Paul Converse spent Tuesday pulling flood-damaged carpet out of his home. On Wednesday morning, he was preparing to remove sodden sheetrock and insulation. Like many Mendenhall Valley residents, he was surprised by the speed and the scale of the flooding in neighborhoods that hadn’t flooded before.
”It was stunning to me that last year my lot was dry, then this year I had four feet of moving water,” he said.
Tuesday’s flooding was historic, raising the Mendenhall River to a record level of 15.99 feet, according to the National Weather Service. The weather service maintains an interactive map that shows which Mendenhall Valley neighborhoods can expect to be inundated at different flood levels.
Barr suggested the mapping system and communication with residents could be improved. He described the map as “kind of cumbersome,” and he said that it “isn’t really comprehensible to a lay person.”
“Because the maps are good, the technology is good, the data is good, the science is good — it’s just public communication and getting the right information in front of the right people at the time that they need it,” he said.

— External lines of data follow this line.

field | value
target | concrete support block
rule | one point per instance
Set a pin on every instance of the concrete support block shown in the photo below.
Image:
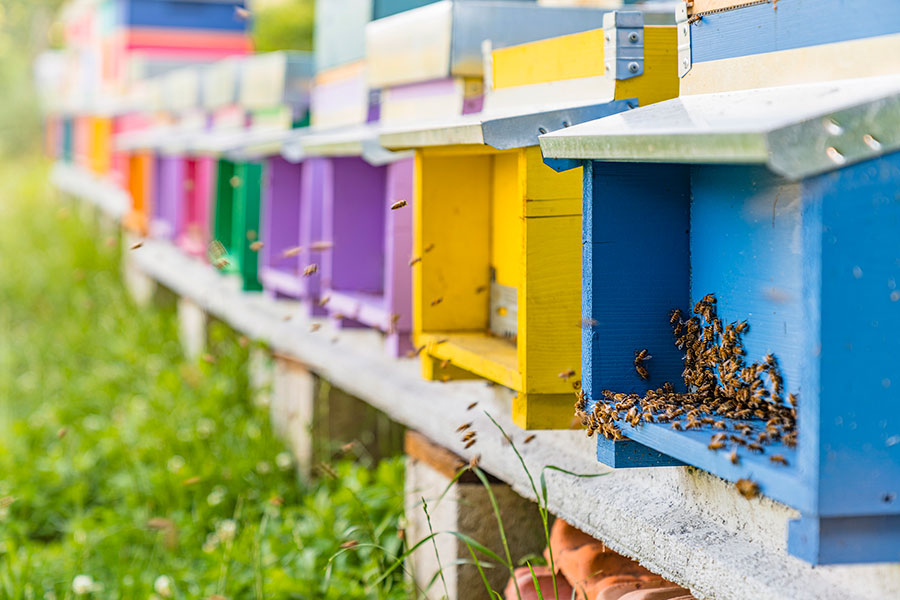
(465, 508)
(292, 409)
(192, 327)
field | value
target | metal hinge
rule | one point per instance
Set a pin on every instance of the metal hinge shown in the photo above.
(623, 44)
(683, 25)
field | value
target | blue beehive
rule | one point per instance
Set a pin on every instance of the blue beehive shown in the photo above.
(782, 201)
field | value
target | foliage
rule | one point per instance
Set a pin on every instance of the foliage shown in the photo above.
(151, 474)
(286, 25)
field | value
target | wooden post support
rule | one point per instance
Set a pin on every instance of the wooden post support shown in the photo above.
(464, 508)
(292, 408)
(192, 327)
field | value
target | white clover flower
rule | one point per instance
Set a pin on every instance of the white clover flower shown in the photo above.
(83, 584)
(216, 496)
(175, 464)
(284, 460)
(163, 586)
(226, 530)
(205, 427)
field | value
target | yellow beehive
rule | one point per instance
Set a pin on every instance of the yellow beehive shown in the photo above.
(497, 292)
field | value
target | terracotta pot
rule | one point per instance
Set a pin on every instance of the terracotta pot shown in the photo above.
(545, 580)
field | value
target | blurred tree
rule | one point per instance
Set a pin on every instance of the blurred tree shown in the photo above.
(286, 25)
(26, 29)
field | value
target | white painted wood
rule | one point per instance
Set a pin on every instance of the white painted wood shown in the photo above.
(684, 524)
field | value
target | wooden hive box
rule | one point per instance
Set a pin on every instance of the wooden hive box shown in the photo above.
(772, 185)
(275, 92)
(497, 291)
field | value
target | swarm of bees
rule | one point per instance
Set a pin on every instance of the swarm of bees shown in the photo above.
(745, 402)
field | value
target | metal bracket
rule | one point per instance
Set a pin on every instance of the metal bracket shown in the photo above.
(623, 44)
(683, 25)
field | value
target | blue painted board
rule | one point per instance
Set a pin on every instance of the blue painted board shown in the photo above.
(636, 269)
(181, 14)
(854, 371)
(795, 24)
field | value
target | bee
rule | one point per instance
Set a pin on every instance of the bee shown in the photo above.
(748, 489)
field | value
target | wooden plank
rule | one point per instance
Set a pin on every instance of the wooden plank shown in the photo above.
(549, 60)
(487, 356)
(506, 218)
(452, 212)
(550, 306)
(660, 78)
(826, 62)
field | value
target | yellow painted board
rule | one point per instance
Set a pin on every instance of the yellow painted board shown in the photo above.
(565, 57)
(451, 209)
(550, 305)
(660, 78)
(479, 353)
(544, 411)
(506, 218)
(543, 183)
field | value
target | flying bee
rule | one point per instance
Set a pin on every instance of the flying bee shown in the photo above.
(748, 489)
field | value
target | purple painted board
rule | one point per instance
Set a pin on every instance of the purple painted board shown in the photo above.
(168, 208)
(292, 218)
(353, 220)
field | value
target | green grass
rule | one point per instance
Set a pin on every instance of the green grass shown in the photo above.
(123, 461)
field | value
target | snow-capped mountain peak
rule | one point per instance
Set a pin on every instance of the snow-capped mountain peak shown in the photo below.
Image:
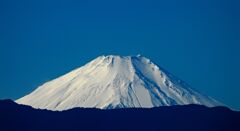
(115, 82)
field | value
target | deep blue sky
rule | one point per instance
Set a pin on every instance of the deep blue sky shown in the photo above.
(197, 41)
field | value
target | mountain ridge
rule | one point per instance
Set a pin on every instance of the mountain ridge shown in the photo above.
(115, 82)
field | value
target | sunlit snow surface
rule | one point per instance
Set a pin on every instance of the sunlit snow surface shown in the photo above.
(115, 82)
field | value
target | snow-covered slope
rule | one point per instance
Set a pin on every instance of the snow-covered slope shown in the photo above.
(115, 82)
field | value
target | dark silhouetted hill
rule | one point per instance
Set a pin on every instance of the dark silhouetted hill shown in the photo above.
(14, 117)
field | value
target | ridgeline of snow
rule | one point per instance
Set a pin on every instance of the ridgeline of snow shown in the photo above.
(115, 82)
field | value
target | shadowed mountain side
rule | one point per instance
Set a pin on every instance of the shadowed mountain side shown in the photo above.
(178, 118)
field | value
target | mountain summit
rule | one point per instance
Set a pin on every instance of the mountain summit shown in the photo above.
(110, 82)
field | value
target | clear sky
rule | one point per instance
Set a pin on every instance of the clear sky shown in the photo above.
(198, 41)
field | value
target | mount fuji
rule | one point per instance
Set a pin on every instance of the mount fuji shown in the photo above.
(109, 82)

Murkowski and Dunleavy tour the damage
Gov. Mike Dunleavy and U.S. Sen. Lisa Murkowski joined local Juneau officials to tour some of the worst-hit neighborhoods on Wednesday. At Janet Coffin’s house, the subterranean crawl space was still full of water by the early afternoon. A sump pump ran to drain water onto the road.
Dunleavy and Murkowski toured the Juneau flood damage a year ago. They were back on Wednesday, surveying more widespread damage from the same flooding phenomenon.
“I don’t want to come back and visit you every August 6 or 7,” Murkowski said to Lisa Wallace, a homeowner with her front yard strewn with furniture and other possessions.
Both Dunleavy and Murkowski said there should be longer-term discussions about whether there could be ways to mitigate the now-annual glacial dam release, or to avoid it altogether.
“The question is going to be, how do you mitigate and control a release up there?” Dunleavy said.
“We want to do more than just monitoring. We want to be able to figure out, is this preventable?” Murkowski said.
For now, though, the focus is on recovery.
Dunleavy issued a state disaster declaration on Tuesday, which allows residents to apply for cash assistance through Oct. 9. A federal disaster declaration would allow substantially more cash assistance to be available.
Murkowski said a federal disaster declaration was denied for the 2023 Juneau flood. Last year’s flooding occurred at the same time as a devastating wildfire in Maui and unprecedented storms in South Carolina and Florida, she said.
“We stack up with the other disasters going on around the country,” she said.
Paul Converse lives a quarter mile from the river. Like many of his neighbors, he thought he was safe from Mendenhall River flooding. He doesn’t have insurance that will help. He said he talked to his insurance agent who wondered if federal assistance will be approved.
For Linda Perry, that assistance would be critical.
“I really hope they can find help for us. ‘Cause I didn’t work my whole life just to lose everything to a flood,” she said.